Meine sehr verehrten Damen und Herren, wir werden den Doppelhaushalt vorbereiten und der Doppelhaushalt wird das notwendige Fundament sein für die Weiterarbeit und damit kann ich heute feststellen: Alle die, die glaubten, Rot-Rot-Grün scheitert in den ersten hundert Tagen, denen sei gesagt, heute werden wir den ersten Haushalt haben und den nächsten Doppelhaushalt werden wir in wenigen Monaten auch haben. Rot-Rot-Grün hat Gestaltung und Kraft entwickelt. Rot-Rot-Grün bleibt dabei: Konsolidieren, Vorsorgen und Gestalten ist unser Faden, unser Leitfaden, den werden wir behandeln. Ich sage ausdrücklich herzlichen Dank Heike Taubert und ihrem Team, sie muss als Finanzministerin uns alle an die Kandare legen, das ist ihre Aufgabe. Und ich danke den Mitgliedern im Kabinett, weil sie alle zur Kenntnis nehmen mussten, dass wir das Geld, das die CDU schon ausgegeben hat, nicht noch einmal ausgeben können. Und meine sehr verehrten Damen und Herren, ich danke der Opposition für kreative Beiträge, leider wenig Substanz.

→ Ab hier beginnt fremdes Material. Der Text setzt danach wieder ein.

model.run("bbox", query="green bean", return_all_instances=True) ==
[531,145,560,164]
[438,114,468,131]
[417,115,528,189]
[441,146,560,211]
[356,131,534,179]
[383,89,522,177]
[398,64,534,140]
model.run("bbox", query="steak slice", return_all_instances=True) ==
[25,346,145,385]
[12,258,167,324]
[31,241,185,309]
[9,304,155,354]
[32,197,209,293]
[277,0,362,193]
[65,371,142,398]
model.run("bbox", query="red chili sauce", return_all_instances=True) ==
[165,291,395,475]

Und ich danke den drei regierungstragenden Fraktionen für die harte Arbeit. In dem Sinne auf eine gute nächste Etappe für Rot-Rot-Grün. Das ist gut für Thüringen. Vielen Dank.

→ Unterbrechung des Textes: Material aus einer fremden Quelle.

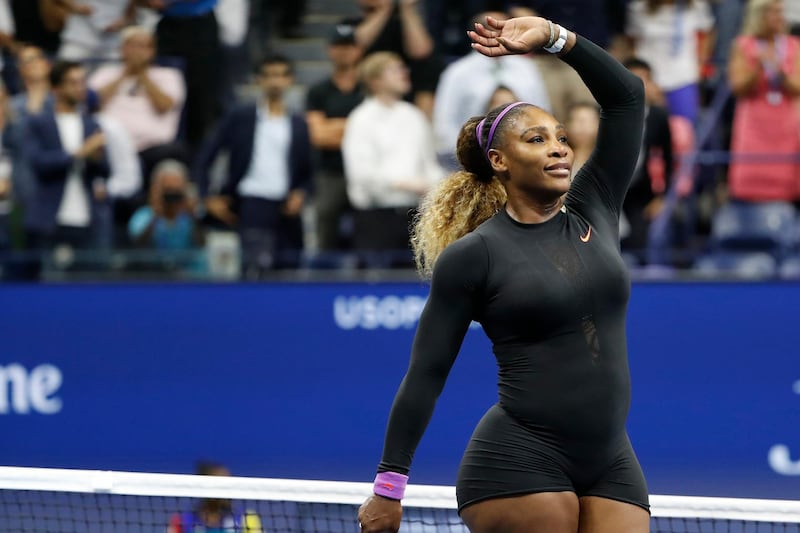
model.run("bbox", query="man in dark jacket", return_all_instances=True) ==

Den Fraktionen stehen jetzt noch 12 Minuten Redezeit zu. Herr Abgeordneter Mohring, Sie haben das Wort.
Frau Präsidentin, meine sehr verehrten Damen und Herren! Sehr geehrter Herr Ramelow, Sie haben gesagt, es fehlt an Substanz, dem stimme ich bei Ihrer Rede zu und will es an drei Faktenchecks nachweisen.
Mit Drucksache 6/515 vom 22.04.2015, unterzeichnet von Ihrem Staatskanzleichef, haben Sie den Landtag über den Bericht und den Stand über die voraussichtliche Entwicklung der Finanzwirtschaft des Landes unterrichtet. Dort schreiben Sie auf Seite 4 zum vorläufigen Ist 2014 am 22.04.2015: Haushaltsvolumen im Soll 2014 8,953 Milliarden Euro, im Ist 2014 8,977 Milliarden Euro, Planentwurf 2015 9,272 Milliarden Euro. Lieber Herr Ramelow, wir helfen Ihnen gern beim Rechnen. Das sind 300 Millionen Euro mehr. Sie haben das Haushaltsvolumen aufgebläht. 8,9 und 9,3, das sind die Unterschiede in der Wahrnehmung zur Finanzpolitik in diesem Land.
Faktencheck Nummer 2. Sie reden von nicht nachvollziehbaren Tagen, wer wann wie lange gebraucht hat, um einen Haushalt vorzulegen. Faktencheck zum Mitschreiben, Vereidigung der Landesregierung plus Vorlage des Landeshaushalts im Parlament als Drucksache: Bei Schwarz-Rot 2010 105 Tage, bei Rot-Rot-Grün 137 Tage. Ihre Abschreibekunst, ein halbes Jahr den Haushalt angeblich abzuschreiben, der von Finanzminister Voß vorgelegt wurde,
und dafür 137 Tage zu brauchen und somit 30 Tage länger als die Vorgängerregierung, das ist Ihre Schwäche und das ist Ihr Nachteil, den Sie dem Land zugeführt haben.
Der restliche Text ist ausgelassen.